In all 50 states, the public service commission is a multi-member board responsible for regulating utilities. Louisiana is one of 10 states where commissioners are elected rather than appointed.
Republicans have a 3-2 majority on the Louisiana Public Service Commission. The Louisiana Illuminator’s Wesley Muller described Greene as “a moderate Republican [who] holds enormous power as the lone swing vote between two GOP members and two Democrats on the panel.” Muller also wrote that Greene’s successor “gets to decide whether to hold onto that power with a similarly moderate stance or relinquish it and toe the party line.”
According to the Greater Baton Rouge Business Report’s Jeremy Alford and David Jacobs, “PSC District 2 is largely white and Republican.” In the 2020 presidential election Donald Trump (R) won 70% of the vote in the district. Alford and Jacobs also wrote that the “hotly contested race for mayor-president in East Baton Rouge Parish (which features two high-profile Democrats in incumbent Sharon Weston Broome and former Rep. Ted James) and the race in the new majority-Black congressional District 6 (which intersects with PSC District 2) [are] factors that could drive Democratic turnout.”
Laborde owns the consulting firm Laborde Consulting and is the product manager at his family’s company, NOLA Crawfish Bread. He previously worked as a video game developer and a human resources consultant.
Laborde said, “We have the opportunity to bring generational change to the Public Service Commission. And I think there’s an opportunity to change the direction we’re on, make Entergy pay more, invest in our grid, diversify our power generation rigs by investing in more renewables, I think we can make some change that’s why I’m running.”
Coussan is a state senator who has represented the 23rd District since 2024. From 2016 to 2024, he represented the 45th District in the Louisiana House of Representatives. Professionally, Laborde works as an attorney at a real estate law firm and owns a real estate investment company.
Coussan said he will be “a true conservative watch dog, and someone who understands the importance of the role that affordable and reliable energy plays in bringing jobs to our state.”
Quinn is the managing partner at the law firm Quinn Law, APLC. She previously worked as an adjunct professor at Loyola University and an attorney at McGlinchey Stafford.
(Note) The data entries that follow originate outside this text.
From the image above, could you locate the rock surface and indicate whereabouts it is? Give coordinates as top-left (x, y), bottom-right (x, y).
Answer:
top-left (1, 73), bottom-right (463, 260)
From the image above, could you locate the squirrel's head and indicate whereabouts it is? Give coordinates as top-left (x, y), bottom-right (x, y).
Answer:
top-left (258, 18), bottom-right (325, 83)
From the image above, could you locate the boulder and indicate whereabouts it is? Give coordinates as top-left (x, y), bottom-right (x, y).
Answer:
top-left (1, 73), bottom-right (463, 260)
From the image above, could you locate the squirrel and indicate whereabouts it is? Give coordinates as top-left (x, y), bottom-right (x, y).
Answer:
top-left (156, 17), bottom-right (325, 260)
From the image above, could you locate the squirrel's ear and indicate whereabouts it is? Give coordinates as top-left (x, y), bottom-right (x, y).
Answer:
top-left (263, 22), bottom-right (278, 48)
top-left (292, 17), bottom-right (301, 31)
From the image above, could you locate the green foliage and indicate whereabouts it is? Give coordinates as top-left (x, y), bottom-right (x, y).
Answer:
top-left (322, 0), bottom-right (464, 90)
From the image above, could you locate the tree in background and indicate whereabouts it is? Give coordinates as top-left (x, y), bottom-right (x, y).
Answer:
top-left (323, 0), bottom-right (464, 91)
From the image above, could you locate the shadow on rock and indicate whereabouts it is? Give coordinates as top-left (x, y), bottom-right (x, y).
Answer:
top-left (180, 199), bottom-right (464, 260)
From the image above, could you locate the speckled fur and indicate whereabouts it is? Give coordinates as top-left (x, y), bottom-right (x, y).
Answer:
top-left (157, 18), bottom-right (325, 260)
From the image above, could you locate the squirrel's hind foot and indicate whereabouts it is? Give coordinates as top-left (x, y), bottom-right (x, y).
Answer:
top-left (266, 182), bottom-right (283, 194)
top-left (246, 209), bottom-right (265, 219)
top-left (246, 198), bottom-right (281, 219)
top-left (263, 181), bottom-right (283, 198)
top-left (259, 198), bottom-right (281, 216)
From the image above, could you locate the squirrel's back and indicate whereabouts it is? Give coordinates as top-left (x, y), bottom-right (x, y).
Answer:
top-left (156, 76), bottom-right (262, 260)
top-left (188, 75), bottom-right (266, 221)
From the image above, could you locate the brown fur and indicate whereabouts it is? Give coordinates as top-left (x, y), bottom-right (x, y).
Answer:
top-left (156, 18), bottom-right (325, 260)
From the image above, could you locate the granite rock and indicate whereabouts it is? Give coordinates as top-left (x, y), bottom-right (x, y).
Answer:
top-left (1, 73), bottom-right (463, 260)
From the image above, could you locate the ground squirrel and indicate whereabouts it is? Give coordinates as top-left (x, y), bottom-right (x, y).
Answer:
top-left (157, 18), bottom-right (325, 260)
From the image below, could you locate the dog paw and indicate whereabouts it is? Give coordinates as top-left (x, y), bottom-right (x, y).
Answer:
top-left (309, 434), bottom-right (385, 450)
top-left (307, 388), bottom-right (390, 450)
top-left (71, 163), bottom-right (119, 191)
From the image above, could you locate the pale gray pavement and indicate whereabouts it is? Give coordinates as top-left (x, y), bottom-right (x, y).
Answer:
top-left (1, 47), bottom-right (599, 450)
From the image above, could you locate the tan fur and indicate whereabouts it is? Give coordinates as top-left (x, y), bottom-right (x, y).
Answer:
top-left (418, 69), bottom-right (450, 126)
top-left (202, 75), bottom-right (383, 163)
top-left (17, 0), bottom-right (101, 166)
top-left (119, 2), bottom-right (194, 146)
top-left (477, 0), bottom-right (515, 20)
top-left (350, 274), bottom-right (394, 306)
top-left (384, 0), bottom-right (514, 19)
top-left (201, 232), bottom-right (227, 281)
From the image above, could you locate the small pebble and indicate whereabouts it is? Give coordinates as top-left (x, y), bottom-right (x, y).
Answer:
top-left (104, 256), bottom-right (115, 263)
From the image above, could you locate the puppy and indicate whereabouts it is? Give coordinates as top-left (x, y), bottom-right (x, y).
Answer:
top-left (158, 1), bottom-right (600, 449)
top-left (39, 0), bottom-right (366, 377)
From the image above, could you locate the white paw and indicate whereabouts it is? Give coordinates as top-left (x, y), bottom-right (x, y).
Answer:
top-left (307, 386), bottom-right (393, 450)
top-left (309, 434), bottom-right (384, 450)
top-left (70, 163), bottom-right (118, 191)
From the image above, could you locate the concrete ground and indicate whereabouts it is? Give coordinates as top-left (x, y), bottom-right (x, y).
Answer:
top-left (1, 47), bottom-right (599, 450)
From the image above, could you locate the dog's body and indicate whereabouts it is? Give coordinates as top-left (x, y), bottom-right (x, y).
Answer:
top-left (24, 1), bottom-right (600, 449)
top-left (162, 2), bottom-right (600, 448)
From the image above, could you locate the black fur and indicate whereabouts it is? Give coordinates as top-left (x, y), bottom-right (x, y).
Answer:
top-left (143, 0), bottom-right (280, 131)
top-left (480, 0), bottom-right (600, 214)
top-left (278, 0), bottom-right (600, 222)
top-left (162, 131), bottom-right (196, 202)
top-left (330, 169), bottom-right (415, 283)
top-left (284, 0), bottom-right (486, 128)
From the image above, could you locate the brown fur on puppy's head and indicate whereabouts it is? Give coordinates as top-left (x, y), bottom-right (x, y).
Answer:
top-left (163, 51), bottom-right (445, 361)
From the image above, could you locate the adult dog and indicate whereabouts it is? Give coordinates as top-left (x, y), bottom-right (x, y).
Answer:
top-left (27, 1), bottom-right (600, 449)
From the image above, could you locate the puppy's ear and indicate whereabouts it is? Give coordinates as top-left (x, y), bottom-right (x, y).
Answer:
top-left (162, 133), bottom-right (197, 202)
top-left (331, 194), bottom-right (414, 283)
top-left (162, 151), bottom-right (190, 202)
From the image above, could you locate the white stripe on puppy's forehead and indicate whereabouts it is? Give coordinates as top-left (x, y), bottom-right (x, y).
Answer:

From 2005 to 2012, Quinn represented the 6th District in the state Senate. She previously represented the 6th District on the Jefferson Parish School Board from 2001 to 2005.
Quinn said she is “a fiscal conservative who believes the federal government under Joe Biden has overreached and is causing corporations, especially utility companies, to make unnecessary infrastructure modifications that are being passed on to consumers.”
Louisiana elections use the majority-vote system. All candidates compete in the same primary, and the candidate who gets more than 50% of the vote wins the election outright. If no candidate receives more than 50% of the vote, the top two vote-getters advance to the general election, regardless of their partisan affiliation.